(Adds detail on Tasigna, clinical data on diabetes treatment)
By Ben Hirschler
LONDON, Sept 21 (Reuters) - Novartis AG’s NOVN.VX experimental leukaemia drug Tasigna — a follow-up to its second biggest-seller Glivec — has been recommended for approval in Europe for patients who no longer respond to Glivec.
The European Medicines Agency also said on Friday it had backed a new tablet, called Eucreas, combining the Swiss group’s Galvus pill with the older medicine metformin as a treatment for diabetes.
Eucreas will be the first single-tablet combination of a DPP-4 inhibitor drug and metformin in Europe.
Tasigna works in about half of those patients who develop resistance to Glivec, the market-leading drug for the most common type of chronic myeloid leukaemia, or CML, which had worldwide sales last year of $2.6 billion.
Its path to market has been rapid. A team of Novartis scientists only created Tasigna in August 2002, one year after the launch of Glivec.
The new drug will be battling for market share with Bristol-Myers Squibb’s (BMY.N) rival product Sprycel, designed to treat the same group of patients.
Recommendations for marketing approval by the agency’s Committee for Medicinal Products for Human Use (CHMP) are normally endorsed by the European Commission within a couple of months.
Tasigna won its first approval in Switzerland in July 2007 and a regulatory decision in the United States is expected by the end of the year. Approval is also pending in Japan.
The green light for the combination of Galvus and metformin marks an advance for Novartis in its battle with Merck & Co (MRK.N) in treating diabetes.
Galvus works in a similar way to Merck’s Januvia, which is already cleared for use in combination with metformin in the United States but not in Europe.
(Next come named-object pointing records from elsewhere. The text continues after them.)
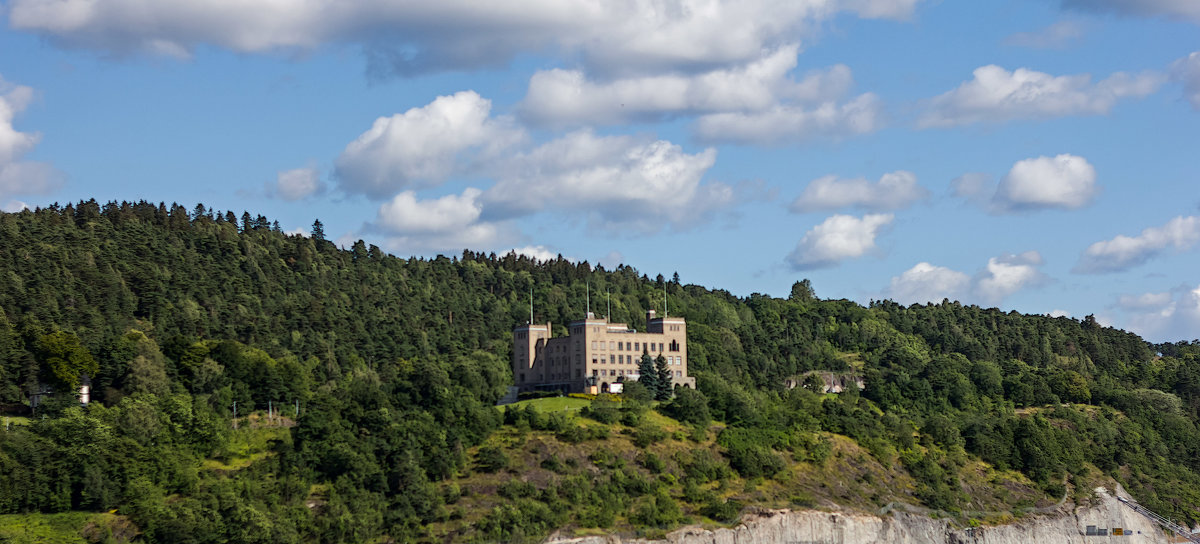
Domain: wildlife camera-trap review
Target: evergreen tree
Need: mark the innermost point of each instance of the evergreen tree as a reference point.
(664, 378)
(318, 231)
(647, 375)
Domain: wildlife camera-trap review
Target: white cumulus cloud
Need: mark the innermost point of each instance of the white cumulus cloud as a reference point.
(1182, 10)
(1051, 37)
(411, 37)
(616, 181)
(1162, 317)
(538, 252)
(793, 123)
(927, 282)
(1009, 274)
(1125, 252)
(450, 222)
(1187, 71)
(996, 95)
(567, 96)
(893, 191)
(18, 177)
(1063, 181)
(838, 238)
(424, 145)
(298, 184)
(1002, 278)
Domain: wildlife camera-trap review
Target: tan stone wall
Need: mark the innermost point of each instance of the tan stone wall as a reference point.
(595, 347)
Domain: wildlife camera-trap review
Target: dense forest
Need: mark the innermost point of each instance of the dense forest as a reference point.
(373, 380)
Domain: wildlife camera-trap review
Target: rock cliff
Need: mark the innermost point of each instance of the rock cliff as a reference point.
(1068, 526)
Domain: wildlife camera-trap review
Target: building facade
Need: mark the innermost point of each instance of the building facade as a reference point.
(595, 353)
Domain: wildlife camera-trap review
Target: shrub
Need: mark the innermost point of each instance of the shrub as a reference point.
(492, 459)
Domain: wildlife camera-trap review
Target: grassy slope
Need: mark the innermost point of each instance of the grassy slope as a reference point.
(849, 478)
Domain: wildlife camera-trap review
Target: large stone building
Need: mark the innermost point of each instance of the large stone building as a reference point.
(595, 353)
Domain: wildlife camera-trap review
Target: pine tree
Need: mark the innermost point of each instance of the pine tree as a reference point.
(318, 231)
(647, 375)
(664, 378)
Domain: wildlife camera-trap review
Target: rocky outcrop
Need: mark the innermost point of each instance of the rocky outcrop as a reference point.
(825, 527)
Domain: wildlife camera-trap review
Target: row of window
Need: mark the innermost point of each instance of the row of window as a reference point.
(631, 359)
(604, 372)
(628, 346)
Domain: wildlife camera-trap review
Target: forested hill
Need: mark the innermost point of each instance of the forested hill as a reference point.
(177, 314)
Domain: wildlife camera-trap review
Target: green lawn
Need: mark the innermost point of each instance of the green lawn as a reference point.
(553, 404)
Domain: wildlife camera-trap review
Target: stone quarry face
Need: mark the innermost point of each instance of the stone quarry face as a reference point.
(825, 527)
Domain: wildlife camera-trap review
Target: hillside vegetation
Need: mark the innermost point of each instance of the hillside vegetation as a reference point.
(395, 366)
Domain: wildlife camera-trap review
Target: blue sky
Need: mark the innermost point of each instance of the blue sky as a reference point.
(1033, 155)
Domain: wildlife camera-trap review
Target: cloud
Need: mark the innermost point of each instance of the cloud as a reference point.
(1181, 10)
(424, 145)
(1162, 317)
(1003, 276)
(997, 95)
(793, 123)
(1125, 252)
(1051, 37)
(893, 191)
(928, 284)
(838, 238)
(613, 259)
(1009, 274)
(13, 207)
(19, 177)
(1144, 302)
(616, 181)
(1063, 181)
(975, 186)
(568, 97)
(1187, 71)
(413, 37)
(298, 184)
(449, 222)
(538, 252)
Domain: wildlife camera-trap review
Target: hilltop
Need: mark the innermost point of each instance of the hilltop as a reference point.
(365, 387)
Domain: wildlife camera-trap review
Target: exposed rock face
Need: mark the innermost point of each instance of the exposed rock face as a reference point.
(823, 527)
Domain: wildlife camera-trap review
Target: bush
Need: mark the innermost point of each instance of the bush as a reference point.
(492, 459)
(689, 406)
(648, 434)
(652, 462)
(603, 410)
(725, 512)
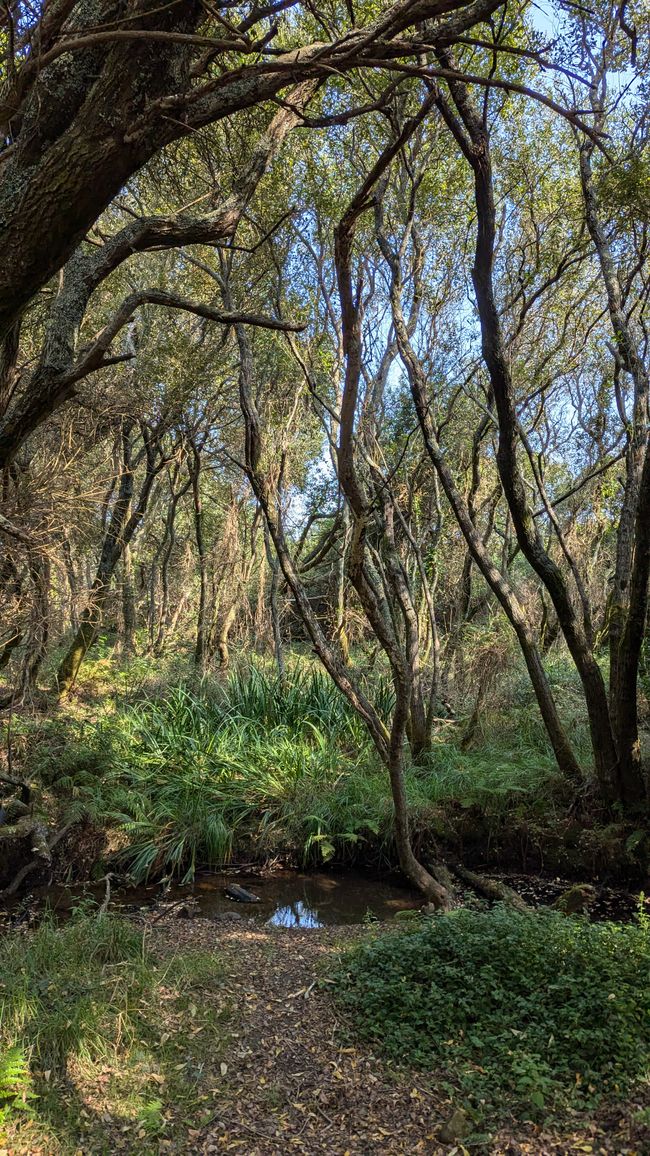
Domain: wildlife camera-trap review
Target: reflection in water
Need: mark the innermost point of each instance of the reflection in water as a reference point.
(295, 914)
(287, 898)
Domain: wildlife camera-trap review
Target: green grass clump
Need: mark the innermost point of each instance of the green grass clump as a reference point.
(267, 765)
(95, 1029)
(537, 1012)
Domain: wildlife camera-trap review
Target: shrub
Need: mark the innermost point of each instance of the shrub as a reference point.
(552, 1012)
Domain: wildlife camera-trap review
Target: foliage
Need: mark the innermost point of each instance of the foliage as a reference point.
(279, 765)
(538, 1010)
(86, 1006)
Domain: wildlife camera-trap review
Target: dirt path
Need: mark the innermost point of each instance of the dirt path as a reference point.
(295, 1084)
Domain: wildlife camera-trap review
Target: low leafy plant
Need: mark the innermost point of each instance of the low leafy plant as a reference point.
(88, 1015)
(536, 1010)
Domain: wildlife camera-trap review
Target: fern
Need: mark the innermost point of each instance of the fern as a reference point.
(15, 1082)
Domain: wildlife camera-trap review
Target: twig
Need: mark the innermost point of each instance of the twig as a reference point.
(32, 864)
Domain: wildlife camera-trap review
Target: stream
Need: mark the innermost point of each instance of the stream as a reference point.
(293, 898)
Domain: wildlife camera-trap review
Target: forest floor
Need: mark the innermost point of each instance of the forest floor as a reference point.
(295, 1082)
(258, 1060)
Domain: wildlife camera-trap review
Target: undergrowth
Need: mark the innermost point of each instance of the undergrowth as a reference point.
(268, 765)
(98, 1039)
(536, 1012)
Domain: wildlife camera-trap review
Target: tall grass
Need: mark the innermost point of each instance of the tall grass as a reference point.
(267, 765)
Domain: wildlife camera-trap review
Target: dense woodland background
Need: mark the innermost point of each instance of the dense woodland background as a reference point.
(325, 346)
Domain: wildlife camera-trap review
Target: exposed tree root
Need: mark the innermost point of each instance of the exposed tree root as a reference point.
(492, 889)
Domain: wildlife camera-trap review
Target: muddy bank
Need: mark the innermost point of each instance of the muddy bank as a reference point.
(298, 899)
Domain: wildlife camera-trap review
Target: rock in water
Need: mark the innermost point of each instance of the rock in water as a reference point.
(456, 1128)
(234, 891)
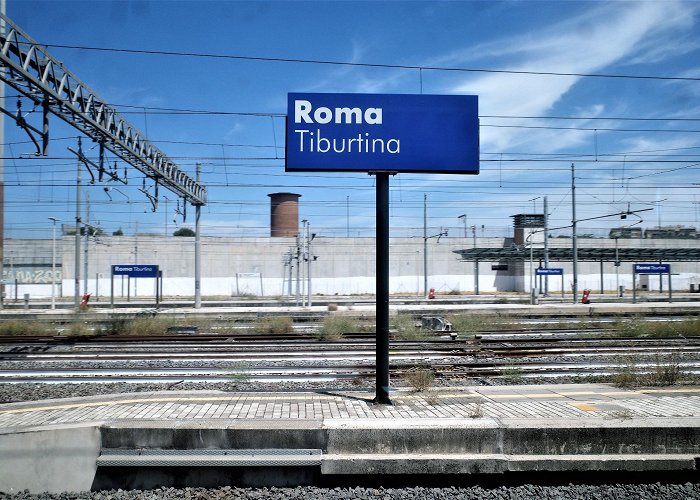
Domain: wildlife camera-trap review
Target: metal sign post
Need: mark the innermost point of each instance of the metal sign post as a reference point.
(651, 269)
(384, 134)
(134, 271)
(382, 289)
(552, 271)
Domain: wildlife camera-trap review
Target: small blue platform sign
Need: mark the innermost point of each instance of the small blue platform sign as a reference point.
(652, 268)
(382, 133)
(135, 270)
(549, 271)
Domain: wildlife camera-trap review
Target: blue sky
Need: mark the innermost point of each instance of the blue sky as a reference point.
(635, 141)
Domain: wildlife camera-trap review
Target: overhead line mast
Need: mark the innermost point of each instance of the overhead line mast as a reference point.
(29, 68)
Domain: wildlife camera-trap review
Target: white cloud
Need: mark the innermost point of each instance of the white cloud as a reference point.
(583, 45)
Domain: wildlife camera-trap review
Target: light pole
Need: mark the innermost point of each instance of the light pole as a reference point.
(53, 262)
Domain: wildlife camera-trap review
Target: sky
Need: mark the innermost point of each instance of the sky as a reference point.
(610, 87)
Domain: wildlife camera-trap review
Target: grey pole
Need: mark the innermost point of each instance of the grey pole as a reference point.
(476, 263)
(573, 234)
(197, 250)
(86, 249)
(546, 246)
(3, 10)
(76, 279)
(53, 262)
(425, 245)
(382, 289)
(464, 219)
(308, 262)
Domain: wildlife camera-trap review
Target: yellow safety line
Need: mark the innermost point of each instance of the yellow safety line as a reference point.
(159, 400)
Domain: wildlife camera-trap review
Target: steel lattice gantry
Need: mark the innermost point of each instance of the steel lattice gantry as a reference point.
(639, 254)
(31, 70)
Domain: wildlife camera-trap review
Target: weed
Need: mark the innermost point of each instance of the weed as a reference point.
(146, 326)
(477, 411)
(273, 324)
(17, 327)
(667, 372)
(406, 329)
(512, 374)
(79, 329)
(473, 323)
(627, 375)
(239, 372)
(420, 379)
(334, 327)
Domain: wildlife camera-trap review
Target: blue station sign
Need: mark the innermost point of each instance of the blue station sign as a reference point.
(382, 133)
(549, 271)
(135, 270)
(652, 268)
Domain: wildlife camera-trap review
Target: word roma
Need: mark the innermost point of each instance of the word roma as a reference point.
(314, 142)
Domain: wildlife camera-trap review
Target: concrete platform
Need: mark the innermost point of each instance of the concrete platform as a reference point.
(164, 438)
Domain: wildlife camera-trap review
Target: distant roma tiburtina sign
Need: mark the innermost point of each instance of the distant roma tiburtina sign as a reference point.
(382, 132)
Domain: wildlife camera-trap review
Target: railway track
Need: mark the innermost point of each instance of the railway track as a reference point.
(215, 359)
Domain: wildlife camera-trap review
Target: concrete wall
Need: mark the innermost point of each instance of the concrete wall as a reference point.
(256, 266)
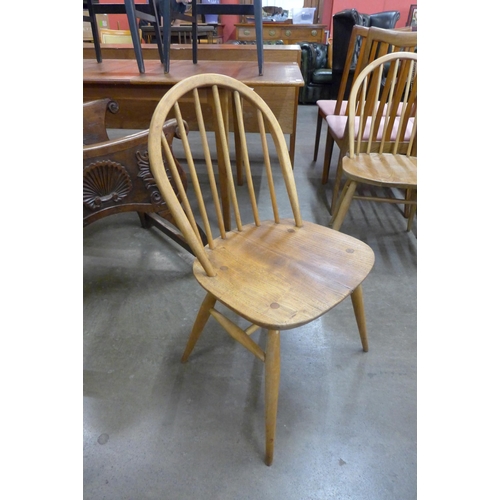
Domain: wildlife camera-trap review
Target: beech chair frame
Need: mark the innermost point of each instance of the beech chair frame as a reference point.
(275, 272)
(382, 134)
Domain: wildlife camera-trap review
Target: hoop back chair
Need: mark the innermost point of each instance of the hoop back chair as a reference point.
(338, 106)
(382, 132)
(170, 13)
(378, 42)
(267, 265)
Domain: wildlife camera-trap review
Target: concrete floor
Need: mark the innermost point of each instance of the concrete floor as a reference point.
(158, 429)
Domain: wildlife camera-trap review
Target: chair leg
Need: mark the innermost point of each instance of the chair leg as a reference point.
(199, 324)
(134, 32)
(328, 158)
(359, 313)
(345, 202)
(259, 35)
(412, 212)
(319, 124)
(167, 19)
(272, 381)
(336, 185)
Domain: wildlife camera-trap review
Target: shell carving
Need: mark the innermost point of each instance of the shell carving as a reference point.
(105, 181)
(146, 175)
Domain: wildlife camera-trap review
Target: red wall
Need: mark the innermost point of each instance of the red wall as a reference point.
(330, 8)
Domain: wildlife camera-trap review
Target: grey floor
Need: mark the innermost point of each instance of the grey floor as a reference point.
(158, 429)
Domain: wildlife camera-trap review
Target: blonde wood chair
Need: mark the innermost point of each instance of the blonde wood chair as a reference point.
(378, 42)
(382, 132)
(267, 265)
(338, 106)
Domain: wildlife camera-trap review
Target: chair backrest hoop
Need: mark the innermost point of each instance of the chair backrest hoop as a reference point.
(216, 90)
(369, 84)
Merck markets its combo pill as Janumet in the United States.
Galvus itself won a positive recommendation in Europe in July and may be formally approved by European authorities later this month or in October.
The new two-in-one drug should help patients who are not reaching their blood-sugar goals on metformin alone.
Data presented at the European Association for the Study of Diabetes congress this week showed patients inadequately controlled on metformin were four times more likely to hit blood-sugar goals with the addition of Galvus compared to placebo.
Galvus’s path to market in the key U.S. market has been delayed by worries over skin toxicity. Merck’s big lead means Novartis may be at a disadvantage when its drug is finally approved in the world’s biggest drugs market, according to some industry analysts.
Both Galvus and Januvia are so-called DPP-4 inhibitors, which are designed to enhance the body’s own ability to lower elevated blood sugar and could become an important new way to control type 2 diabetes, the most common form of the disease.